LAMP assays with Ccap, Ccos g1 and CFARQ primers using a Genie II device LAMP assays were run with three primersets - Ccap, Ccos g1 and CFARQ – and using DNA from four different tephritid species (ILVO-10 (C. capitata larva lysis solution), ILVO-21 (C. cosyra larva lysis solution), ILVO-26 (B. dorsalis larva lysis solution) and RMCA-56 (C. quilicii kit extracted DNA)). Amplification curves (for Tp determination) are shown on the left, while melting curves (for Ta determination) are shown on the right. For each primer set, LAMP amplification only occurred for the targeted species.

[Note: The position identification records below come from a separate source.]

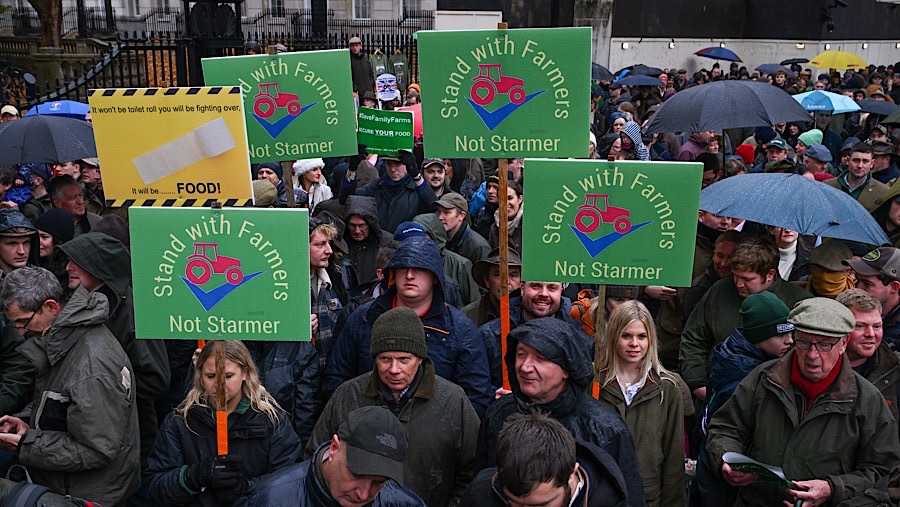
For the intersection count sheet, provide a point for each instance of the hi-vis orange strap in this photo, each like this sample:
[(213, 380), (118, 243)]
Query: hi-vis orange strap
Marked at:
[(221, 411), (222, 432)]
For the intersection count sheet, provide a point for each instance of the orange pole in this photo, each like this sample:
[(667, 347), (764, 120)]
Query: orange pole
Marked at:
[(221, 413), (504, 269), (504, 261)]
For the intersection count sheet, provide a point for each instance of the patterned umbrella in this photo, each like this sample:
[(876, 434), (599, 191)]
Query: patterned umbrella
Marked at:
[(794, 202), (818, 100), (68, 108)]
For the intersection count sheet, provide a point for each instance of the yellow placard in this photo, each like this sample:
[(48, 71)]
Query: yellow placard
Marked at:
[(172, 146)]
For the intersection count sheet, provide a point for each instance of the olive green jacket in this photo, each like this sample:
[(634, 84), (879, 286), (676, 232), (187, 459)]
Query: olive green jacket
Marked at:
[(847, 437), (656, 420)]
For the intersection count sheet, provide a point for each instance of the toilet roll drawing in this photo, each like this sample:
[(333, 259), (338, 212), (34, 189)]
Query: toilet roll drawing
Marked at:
[(206, 141)]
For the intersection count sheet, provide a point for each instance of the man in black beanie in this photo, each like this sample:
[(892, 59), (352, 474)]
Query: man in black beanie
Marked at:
[(553, 370), (438, 464), (101, 263)]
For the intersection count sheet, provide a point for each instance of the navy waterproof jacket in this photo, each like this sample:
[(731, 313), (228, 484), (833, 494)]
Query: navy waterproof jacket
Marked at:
[(290, 372), (451, 338), (263, 447), (732, 360), (298, 486)]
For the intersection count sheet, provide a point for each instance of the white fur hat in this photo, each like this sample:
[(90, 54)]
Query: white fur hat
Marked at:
[(302, 167)]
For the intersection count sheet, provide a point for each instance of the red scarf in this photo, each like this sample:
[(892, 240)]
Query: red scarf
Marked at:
[(811, 389)]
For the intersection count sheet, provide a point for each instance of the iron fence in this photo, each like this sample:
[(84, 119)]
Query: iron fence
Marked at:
[(151, 58)]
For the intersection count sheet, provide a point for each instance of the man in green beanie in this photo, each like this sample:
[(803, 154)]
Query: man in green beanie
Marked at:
[(764, 334), (438, 418), (809, 413)]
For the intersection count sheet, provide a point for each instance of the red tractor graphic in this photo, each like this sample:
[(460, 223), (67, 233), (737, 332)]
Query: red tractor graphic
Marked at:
[(490, 81), (269, 99), (596, 211), (206, 261)]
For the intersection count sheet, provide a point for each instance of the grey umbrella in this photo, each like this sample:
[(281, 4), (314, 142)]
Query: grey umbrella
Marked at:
[(726, 104), (46, 139), (794, 202)]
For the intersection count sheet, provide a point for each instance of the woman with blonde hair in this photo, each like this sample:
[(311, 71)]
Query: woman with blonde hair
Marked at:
[(631, 379), (183, 466)]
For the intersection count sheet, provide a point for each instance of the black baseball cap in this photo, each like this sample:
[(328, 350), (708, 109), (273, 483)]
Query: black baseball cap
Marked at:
[(376, 442)]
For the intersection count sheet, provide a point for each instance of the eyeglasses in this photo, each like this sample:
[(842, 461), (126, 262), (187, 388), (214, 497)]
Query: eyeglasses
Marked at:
[(820, 346)]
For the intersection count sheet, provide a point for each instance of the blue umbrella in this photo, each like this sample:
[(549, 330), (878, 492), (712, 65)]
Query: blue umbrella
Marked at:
[(794, 202), (68, 108), (770, 68), (818, 100), (881, 107), (639, 81), (717, 53), (726, 104)]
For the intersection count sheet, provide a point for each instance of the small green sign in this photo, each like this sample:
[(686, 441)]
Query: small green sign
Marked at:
[(298, 105), (385, 132), (506, 93), (620, 223), (223, 274)]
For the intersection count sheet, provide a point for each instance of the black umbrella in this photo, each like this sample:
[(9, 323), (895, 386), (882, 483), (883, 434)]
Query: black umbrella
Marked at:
[(881, 107), (726, 104), (46, 139), (893, 119), (600, 73), (640, 70)]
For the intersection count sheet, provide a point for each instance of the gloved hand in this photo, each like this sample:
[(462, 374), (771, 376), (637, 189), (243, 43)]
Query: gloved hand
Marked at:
[(215, 473), (409, 160), (354, 161), (229, 495)]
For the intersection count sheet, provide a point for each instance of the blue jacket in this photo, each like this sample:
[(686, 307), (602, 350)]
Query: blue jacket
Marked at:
[(587, 419), (291, 373), (298, 486), (490, 333), (732, 360), (452, 340)]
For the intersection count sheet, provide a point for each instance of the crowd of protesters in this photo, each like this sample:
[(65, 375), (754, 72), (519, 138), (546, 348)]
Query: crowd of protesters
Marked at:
[(782, 350)]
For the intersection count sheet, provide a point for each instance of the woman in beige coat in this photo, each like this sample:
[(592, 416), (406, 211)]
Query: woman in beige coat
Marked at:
[(631, 380)]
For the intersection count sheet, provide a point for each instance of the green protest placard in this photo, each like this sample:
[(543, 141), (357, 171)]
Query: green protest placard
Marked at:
[(620, 223), (228, 273), (506, 93), (385, 132), (298, 105)]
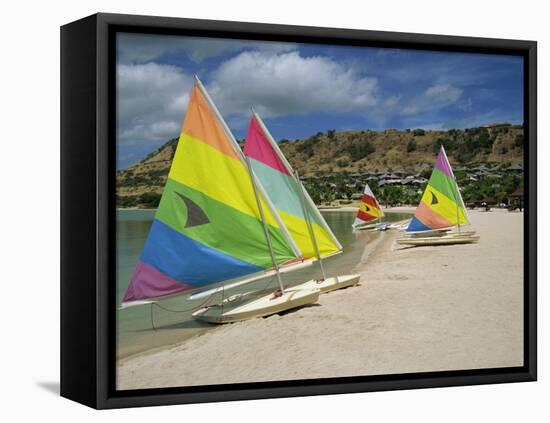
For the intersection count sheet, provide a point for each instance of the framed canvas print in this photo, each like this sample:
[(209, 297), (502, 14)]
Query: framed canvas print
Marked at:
[(257, 211)]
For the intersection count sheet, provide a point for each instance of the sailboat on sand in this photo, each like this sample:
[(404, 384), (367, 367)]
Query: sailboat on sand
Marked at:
[(215, 223), (441, 215), (369, 216), (306, 225)]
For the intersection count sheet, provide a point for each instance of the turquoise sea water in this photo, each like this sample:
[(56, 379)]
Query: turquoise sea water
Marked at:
[(172, 317)]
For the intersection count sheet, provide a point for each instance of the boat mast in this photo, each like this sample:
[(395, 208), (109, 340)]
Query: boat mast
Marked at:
[(266, 230), (309, 225)]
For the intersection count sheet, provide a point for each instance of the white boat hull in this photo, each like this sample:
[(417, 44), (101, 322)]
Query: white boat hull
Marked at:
[(442, 240), (329, 284), (260, 307)]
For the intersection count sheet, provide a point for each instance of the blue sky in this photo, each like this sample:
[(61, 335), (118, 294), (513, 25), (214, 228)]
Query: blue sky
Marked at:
[(301, 89)]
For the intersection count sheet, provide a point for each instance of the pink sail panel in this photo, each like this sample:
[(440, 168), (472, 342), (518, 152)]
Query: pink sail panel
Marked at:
[(257, 147)]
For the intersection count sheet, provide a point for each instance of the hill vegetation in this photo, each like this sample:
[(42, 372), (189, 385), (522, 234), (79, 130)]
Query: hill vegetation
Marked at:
[(348, 152)]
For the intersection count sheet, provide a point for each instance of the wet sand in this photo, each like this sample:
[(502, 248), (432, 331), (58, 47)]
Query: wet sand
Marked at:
[(416, 310)]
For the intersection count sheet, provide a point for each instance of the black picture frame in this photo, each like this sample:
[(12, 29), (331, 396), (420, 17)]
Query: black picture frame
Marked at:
[(87, 231)]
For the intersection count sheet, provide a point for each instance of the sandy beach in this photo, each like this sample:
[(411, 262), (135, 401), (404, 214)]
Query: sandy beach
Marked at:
[(416, 309)]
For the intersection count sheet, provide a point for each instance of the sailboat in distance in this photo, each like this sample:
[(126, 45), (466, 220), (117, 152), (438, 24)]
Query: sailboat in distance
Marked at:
[(370, 214), (214, 223), (306, 225), (441, 209)]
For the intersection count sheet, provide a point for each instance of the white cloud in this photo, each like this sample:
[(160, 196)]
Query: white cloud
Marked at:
[(433, 98), (288, 83), (142, 48), (151, 102)]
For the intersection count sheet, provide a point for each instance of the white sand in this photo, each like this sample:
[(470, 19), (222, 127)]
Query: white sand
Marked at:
[(417, 309)]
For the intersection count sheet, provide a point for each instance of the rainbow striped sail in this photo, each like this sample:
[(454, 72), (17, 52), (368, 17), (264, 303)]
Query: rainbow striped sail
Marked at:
[(278, 178), (441, 205), (208, 227), (369, 209)]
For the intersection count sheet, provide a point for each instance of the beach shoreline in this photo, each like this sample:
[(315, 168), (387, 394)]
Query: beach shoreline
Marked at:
[(415, 310)]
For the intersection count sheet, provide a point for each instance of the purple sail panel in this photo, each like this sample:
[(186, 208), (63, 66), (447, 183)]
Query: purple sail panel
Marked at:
[(148, 282)]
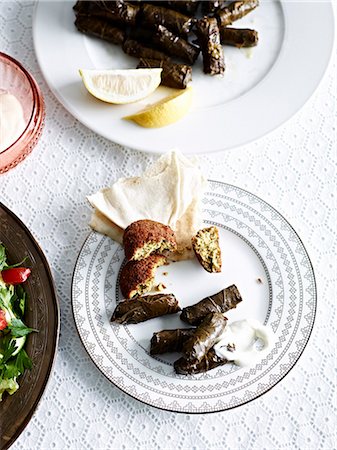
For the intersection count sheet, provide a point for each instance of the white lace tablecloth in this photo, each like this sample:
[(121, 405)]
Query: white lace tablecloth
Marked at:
[(294, 169)]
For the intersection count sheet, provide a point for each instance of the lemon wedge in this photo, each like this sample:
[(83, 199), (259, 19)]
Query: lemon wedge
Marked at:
[(168, 110), (121, 86)]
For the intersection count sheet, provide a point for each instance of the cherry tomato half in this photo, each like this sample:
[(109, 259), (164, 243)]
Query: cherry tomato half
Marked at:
[(17, 275), (3, 321)]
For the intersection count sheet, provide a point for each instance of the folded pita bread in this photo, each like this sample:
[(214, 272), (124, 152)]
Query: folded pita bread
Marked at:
[(170, 192)]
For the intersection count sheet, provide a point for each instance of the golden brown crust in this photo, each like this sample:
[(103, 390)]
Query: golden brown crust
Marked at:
[(137, 277), (145, 237), (207, 249)]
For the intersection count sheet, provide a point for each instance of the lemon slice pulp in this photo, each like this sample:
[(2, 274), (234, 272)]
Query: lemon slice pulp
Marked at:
[(121, 86), (168, 110)]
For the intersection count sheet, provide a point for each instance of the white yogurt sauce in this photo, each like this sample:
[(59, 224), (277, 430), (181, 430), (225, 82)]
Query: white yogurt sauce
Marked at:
[(241, 342), (12, 123)]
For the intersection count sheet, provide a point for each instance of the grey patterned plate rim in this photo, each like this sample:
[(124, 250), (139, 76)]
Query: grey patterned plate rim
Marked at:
[(250, 225), (42, 313)]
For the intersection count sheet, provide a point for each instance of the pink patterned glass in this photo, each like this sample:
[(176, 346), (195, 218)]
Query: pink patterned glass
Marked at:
[(15, 80)]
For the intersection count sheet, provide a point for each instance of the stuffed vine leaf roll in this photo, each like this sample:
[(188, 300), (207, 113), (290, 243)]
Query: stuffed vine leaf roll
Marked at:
[(239, 37), (134, 48), (118, 11), (176, 46), (100, 28), (220, 302), (204, 336), (212, 51), (173, 75), (188, 7), (211, 360), (140, 309), (236, 10), (153, 15), (212, 6), (167, 341)]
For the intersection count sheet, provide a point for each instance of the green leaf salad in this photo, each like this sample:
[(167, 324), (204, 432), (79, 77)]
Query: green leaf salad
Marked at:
[(13, 331)]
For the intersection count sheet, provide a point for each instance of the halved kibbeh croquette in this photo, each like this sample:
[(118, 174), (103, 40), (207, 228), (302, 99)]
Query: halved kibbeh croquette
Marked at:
[(206, 247), (145, 237), (137, 277)]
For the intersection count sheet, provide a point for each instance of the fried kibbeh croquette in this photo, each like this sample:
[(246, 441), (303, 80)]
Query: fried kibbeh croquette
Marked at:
[(137, 277), (207, 250), (145, 237)]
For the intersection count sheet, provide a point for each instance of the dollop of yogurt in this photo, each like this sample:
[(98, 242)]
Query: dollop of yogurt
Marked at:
[(12, 123), (245, 342)]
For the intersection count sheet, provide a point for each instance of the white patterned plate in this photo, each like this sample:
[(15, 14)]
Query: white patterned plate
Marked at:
[(261, 88), (257, 243)]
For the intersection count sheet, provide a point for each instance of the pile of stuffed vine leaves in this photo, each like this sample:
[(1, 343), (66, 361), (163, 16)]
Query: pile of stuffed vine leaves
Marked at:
[(174, 45), (205, 336), (239, 37), (212, 51), (169, 341), (140, 309), (163, 30), (221, 302), (210, 361)]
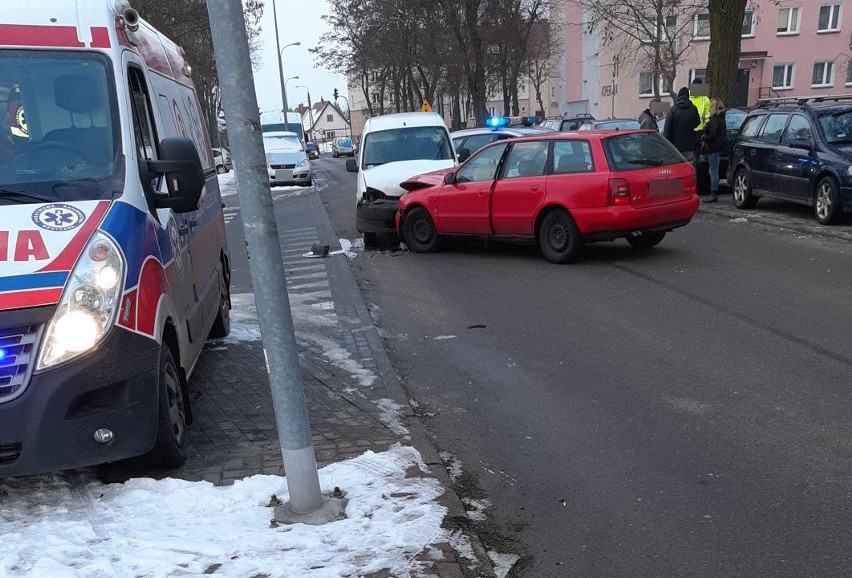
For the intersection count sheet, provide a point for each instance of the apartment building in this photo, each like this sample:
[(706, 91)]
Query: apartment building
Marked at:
[(799, 48)]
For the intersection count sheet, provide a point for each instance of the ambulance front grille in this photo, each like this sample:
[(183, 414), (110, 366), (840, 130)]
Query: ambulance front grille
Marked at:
[(17, 358)]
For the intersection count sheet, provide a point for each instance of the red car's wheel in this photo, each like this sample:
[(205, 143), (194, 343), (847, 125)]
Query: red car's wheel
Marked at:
[(559, 237), (420, 233)]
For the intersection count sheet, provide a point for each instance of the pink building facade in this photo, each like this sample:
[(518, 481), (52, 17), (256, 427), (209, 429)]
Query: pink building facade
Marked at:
[(799, 48)]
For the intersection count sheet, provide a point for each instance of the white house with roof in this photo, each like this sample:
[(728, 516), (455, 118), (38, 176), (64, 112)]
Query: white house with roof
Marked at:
[(324, 122)]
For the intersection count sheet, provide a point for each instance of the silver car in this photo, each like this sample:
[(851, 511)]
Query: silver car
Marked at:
[(286, 160)]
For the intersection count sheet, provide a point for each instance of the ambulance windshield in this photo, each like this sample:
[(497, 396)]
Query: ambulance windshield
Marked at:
[(59, 137)]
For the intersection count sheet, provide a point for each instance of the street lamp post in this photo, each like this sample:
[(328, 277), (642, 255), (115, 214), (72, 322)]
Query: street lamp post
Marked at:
[(284, 93), (349, 112), (280, 65), (310, 108)]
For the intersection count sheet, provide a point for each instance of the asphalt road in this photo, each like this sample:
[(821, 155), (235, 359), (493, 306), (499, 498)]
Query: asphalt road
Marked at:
[(682, 411)]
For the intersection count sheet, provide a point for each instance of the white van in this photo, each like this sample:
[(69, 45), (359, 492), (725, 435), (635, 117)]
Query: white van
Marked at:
[(395, 147), (113, 261)]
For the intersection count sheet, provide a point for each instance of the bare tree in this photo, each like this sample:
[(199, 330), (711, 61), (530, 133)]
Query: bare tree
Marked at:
[(726, 20), (541, 58), (653, 34)]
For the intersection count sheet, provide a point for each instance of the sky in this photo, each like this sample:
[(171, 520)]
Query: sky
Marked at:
[(297, 22), (66, 525)]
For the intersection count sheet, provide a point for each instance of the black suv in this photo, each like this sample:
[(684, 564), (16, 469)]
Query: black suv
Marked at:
[(565, 123), (797, 150)]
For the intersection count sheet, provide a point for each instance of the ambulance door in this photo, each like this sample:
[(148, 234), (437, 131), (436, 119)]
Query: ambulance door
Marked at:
[(172, 230)]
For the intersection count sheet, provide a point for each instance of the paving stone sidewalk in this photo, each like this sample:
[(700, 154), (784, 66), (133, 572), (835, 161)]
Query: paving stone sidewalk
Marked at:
[(355, 400)]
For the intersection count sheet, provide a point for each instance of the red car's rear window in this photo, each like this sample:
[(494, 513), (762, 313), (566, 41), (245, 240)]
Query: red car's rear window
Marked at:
[(639, 150)]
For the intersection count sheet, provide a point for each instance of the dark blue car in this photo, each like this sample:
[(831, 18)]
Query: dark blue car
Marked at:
[(797, 151)]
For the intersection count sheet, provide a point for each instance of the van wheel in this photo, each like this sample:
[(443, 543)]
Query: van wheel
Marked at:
[(222, 324), (559, 238), (743, 197), (419, 231), (827, 201), (170, 449)]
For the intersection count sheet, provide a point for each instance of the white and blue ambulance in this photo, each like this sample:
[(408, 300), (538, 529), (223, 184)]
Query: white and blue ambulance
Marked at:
[(114, 267)]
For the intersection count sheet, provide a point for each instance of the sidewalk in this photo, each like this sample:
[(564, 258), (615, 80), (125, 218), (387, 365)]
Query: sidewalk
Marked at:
[(355, 400)]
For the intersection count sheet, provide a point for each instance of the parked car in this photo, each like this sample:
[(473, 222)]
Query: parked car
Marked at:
[(798, 150), (564, 124), (312, 149), (286, 160), (395, 147), (222, 160), (474, 139), (563, 190), (610, 124), (342, 146)]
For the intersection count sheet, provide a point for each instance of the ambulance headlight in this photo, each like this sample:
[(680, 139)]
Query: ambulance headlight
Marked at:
[(89, 304)]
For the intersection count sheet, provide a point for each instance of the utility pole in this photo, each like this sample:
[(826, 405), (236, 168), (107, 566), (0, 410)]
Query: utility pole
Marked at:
[(233, 64)]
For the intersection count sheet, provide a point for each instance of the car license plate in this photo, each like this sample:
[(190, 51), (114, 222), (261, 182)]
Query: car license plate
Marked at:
[(665, 187)]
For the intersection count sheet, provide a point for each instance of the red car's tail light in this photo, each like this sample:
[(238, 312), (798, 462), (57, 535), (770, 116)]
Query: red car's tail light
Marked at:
[(619, 192)]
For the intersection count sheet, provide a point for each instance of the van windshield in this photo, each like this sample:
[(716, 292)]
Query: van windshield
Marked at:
[(59, 137), (407, 144)]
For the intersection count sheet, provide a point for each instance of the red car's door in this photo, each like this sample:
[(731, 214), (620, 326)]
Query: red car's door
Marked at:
[(519, 192), (463, 206)]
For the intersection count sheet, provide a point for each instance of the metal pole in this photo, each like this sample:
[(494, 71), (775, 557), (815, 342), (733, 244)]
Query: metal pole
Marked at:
[(267, 270), (284, 106), (310, 110)]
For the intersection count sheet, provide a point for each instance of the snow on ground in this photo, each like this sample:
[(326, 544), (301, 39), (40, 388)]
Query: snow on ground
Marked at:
[(157, 528)]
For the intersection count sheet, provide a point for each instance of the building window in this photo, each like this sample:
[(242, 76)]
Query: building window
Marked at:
[(782, 76), (823, 74), (701, 25), (698, 74), (829, 18), (748, 24), (788, 20), (646, 84)]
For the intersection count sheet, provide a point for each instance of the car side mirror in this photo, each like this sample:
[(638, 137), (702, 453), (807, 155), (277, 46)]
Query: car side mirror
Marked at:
[(800, 143), (181, 165)]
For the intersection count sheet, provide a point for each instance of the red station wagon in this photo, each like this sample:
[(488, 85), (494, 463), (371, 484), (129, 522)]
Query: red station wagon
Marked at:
[(564, 190)]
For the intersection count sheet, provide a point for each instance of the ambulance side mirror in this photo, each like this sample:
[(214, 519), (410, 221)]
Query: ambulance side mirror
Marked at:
[(181, 165)]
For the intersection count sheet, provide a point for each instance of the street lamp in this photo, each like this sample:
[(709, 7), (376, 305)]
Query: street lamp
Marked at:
[(281, 66), (310, 107), (349, 112), (284, 93)]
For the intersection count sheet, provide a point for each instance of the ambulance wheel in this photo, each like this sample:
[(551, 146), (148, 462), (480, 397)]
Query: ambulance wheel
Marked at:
[(170, 449), (222, 324)]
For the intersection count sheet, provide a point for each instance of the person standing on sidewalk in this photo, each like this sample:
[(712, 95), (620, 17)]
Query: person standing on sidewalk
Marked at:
[(680, 124), (715, 140)]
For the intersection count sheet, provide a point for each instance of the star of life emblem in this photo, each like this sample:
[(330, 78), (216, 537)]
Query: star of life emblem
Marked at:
[(58, 217)]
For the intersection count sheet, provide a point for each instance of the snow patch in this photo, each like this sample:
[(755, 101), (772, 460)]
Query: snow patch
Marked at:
[(54, 527)]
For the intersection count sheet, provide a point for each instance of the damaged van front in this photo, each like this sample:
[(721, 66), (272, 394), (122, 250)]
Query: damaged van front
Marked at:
[(395, 147)]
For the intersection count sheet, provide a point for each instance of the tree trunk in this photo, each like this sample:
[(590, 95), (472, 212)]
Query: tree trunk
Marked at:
[(726, 21)]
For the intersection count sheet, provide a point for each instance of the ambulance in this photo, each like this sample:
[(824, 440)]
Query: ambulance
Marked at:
[(114, 268)]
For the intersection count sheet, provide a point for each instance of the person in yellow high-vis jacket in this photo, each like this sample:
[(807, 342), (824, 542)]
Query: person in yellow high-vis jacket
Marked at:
[(702, 105)]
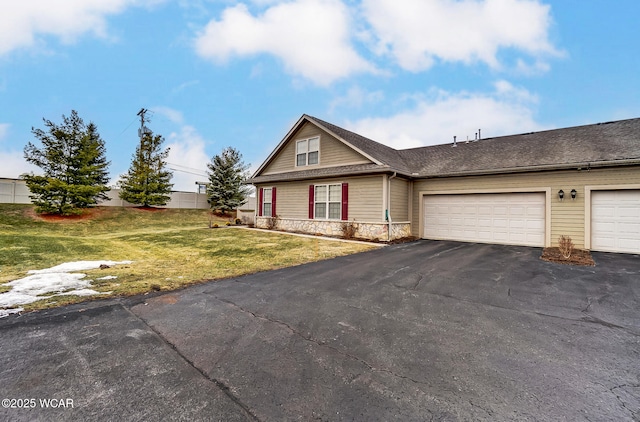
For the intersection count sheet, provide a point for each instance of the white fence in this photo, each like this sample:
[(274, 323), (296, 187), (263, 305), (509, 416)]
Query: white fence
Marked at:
[(15, 191)]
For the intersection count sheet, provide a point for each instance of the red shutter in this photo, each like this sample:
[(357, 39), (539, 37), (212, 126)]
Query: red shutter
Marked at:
[(345, 201), (312, 191), (273, 202)]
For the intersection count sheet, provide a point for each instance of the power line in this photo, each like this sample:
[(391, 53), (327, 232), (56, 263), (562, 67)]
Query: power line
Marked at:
[(186, 167), (190, 172)]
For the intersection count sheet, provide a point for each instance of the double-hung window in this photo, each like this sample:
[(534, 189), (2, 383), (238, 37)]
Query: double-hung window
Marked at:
[(307, 151), (328, 202)]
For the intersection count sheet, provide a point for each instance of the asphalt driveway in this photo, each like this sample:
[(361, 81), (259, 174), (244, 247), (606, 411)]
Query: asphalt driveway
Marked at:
[(418, 331)]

CRediT authorship contribution statement

Wannes Dermauw: Methodology, Formal analysis, Writing – original draft. Yannick Van Moerkercke: Investigation, Validation. Negin Ebrahimi: Writing – review & editing. Hans Casteels: Funding acquisition. Jochem Bonte: Conceptualization, Writing – review & editing. Johan Witters: Conceptualization, Methodology, Formal analysis, Writing – original draft.

Declaration of Competing Interest

The authors declare that they have no known competing financial interests or personal relationships that could have appeared to influence the work reported in this paper.